Establishing a Timeline
According to 2018 research by the United States Census Bureau, the average length of time to build a house is eight months, beginning with the issuing of permits and ending with final inspections. Of course, a modest bungalow takes less than that while a 40-room mansion will likely consume well over a year. The square footage of the foundation affects the building calendar. So do the dimensions of walls, size of the roof and extent of the plumbing and electrical networks. In addition, the soil and topography of the land can hasten or delay the pace of progress. Having the preliminary work done before the clock starts is the best way to keep the duration tight without sacrificing safety or quality. This means having a team assembled and in place.
Who Designs the Home?
Making a dwelling concept into a practical design is the work of an architect…or a certified professional building designer. If money is tight, the home designer is a viable option to achieve a competent, conventional, reasonably-priced plan. Like the old slogan says, however, you get what you pay for. Although home designers are recognized and licensed professionals, they lack the more exhaustive and creative training enjoyed by architects – who tend to charge more for the service. At the same time, architects generally focus on commercial and public buildings rather than single-family residences. The choice really turns on how particular and original the owner’s vision is. A more unique and innovative conception may be better handled by an architect. A more commonplace design can save some bucks with a home designer.
Selecting a Contractor
This decision is just as important as any other in the home construction process. The very integrity and soundness of a new house rests in the quality of its workmanship. Worth remembering is that you want a contractor to build the edifice from scratch. Some may have excellent reputations as remodelers and renovators yet lack experience in home building. A few musts should attach to your search for a general contractor:
-Word of mouth and referrals are the best sources to go by. Check with everyone, including lumber and hardware retailers.

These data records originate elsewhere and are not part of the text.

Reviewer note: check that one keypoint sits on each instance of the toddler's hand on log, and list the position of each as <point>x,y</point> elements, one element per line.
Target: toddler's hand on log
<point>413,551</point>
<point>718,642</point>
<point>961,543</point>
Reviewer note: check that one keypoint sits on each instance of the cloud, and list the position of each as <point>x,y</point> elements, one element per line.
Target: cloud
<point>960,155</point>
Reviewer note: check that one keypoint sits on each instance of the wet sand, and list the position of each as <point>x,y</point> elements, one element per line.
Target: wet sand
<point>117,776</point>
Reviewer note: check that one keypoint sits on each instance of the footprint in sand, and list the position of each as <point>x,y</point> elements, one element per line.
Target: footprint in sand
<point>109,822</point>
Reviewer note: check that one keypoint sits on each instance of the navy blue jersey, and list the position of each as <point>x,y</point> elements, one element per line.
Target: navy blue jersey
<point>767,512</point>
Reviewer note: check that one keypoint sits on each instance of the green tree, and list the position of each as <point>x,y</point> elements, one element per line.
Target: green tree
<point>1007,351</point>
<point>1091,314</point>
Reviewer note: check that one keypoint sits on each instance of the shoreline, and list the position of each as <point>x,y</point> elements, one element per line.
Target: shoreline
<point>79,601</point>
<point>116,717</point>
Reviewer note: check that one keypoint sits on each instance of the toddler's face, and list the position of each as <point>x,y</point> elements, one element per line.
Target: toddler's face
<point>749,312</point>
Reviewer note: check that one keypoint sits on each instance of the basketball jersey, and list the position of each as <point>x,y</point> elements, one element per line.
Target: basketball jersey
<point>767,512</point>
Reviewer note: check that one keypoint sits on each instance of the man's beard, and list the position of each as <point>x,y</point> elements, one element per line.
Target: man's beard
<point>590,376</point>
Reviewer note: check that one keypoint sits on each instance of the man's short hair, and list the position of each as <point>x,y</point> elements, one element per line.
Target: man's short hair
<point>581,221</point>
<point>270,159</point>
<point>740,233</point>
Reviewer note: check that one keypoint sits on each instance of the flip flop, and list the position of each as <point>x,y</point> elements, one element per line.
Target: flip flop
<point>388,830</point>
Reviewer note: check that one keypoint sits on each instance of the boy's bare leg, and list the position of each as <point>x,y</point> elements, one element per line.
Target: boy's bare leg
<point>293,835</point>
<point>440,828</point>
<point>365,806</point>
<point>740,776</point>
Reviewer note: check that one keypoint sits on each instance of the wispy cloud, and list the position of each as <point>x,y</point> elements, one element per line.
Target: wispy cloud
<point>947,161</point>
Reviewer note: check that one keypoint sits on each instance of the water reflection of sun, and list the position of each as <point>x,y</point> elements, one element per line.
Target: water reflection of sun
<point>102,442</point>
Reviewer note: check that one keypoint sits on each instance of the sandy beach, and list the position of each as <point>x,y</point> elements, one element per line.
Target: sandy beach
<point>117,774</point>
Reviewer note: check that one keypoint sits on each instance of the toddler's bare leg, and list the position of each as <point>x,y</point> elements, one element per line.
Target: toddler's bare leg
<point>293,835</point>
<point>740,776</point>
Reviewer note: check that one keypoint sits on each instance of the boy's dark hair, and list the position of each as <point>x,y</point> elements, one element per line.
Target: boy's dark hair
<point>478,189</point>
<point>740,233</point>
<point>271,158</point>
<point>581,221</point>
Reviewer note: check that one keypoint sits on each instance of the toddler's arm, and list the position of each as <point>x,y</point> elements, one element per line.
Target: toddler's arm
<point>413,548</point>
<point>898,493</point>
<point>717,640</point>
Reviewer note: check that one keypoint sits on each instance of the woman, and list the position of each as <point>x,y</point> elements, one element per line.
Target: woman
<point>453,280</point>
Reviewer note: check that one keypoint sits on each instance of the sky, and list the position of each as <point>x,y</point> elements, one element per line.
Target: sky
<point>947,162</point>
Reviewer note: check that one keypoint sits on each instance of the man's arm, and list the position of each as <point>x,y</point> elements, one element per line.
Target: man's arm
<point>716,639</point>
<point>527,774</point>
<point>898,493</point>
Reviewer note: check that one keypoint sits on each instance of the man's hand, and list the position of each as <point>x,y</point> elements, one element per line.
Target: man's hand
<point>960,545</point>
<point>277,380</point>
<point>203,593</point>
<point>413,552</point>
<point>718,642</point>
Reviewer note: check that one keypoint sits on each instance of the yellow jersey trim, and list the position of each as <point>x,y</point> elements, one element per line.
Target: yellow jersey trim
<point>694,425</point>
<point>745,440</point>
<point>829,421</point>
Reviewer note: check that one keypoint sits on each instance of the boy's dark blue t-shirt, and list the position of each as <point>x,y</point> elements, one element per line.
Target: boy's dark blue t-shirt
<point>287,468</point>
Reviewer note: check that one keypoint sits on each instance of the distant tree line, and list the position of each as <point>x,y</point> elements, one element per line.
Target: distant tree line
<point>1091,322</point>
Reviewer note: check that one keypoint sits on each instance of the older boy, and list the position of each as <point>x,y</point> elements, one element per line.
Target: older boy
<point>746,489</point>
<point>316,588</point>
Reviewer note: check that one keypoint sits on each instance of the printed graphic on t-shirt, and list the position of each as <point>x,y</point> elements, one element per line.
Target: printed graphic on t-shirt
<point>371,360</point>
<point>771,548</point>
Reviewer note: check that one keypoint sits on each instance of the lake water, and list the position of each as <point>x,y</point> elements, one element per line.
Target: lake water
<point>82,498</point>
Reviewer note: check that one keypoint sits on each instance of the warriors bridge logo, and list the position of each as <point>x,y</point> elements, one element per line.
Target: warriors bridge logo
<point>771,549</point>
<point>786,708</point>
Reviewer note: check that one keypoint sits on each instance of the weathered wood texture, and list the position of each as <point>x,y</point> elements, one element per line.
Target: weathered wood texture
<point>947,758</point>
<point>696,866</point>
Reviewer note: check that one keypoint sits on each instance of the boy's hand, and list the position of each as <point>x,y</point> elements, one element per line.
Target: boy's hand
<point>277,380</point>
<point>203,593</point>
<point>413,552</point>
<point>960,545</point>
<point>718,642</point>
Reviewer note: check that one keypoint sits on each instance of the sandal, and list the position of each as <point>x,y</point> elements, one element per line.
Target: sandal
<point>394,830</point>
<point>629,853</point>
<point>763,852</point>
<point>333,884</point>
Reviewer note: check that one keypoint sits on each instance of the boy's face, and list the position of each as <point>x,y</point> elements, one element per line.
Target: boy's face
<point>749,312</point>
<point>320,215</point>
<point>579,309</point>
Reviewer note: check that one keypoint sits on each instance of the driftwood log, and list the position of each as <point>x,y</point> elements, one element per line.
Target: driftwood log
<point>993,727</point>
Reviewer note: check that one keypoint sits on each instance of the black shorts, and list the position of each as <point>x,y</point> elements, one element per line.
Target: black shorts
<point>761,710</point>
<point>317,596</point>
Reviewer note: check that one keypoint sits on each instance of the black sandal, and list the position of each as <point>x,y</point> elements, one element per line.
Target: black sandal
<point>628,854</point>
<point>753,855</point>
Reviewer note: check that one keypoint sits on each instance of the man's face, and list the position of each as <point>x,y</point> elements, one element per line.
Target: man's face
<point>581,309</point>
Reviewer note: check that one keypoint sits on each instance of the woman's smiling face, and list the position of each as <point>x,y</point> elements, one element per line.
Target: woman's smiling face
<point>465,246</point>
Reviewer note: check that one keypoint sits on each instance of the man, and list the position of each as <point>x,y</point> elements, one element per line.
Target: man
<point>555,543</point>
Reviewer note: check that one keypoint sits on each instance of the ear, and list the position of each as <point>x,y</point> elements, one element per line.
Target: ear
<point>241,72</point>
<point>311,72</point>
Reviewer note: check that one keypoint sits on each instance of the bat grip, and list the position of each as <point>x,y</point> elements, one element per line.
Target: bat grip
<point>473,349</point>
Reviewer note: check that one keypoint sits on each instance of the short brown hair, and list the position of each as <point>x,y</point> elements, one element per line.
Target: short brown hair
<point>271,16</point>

-Interview at least five, asking about experience, credentials, timelines and years in business. Also inquire if there are houses in the area that the interviewee erected. Solicit cost estimates as well.
-Do not insist on immediate performance. Good contractors service many customers; new ones must expect to take their place in line.
-References are fine but they do not substitute for independent sleuthing regarding work ethic and integrity.
Working with the Contractor
Another planning item is to agree ahead of time how much the contractor will spend on labor and materials. A construction loan requires such arrangements for approval but they are valuable regardless. Every new owner wants home value to reflect this sizable investment.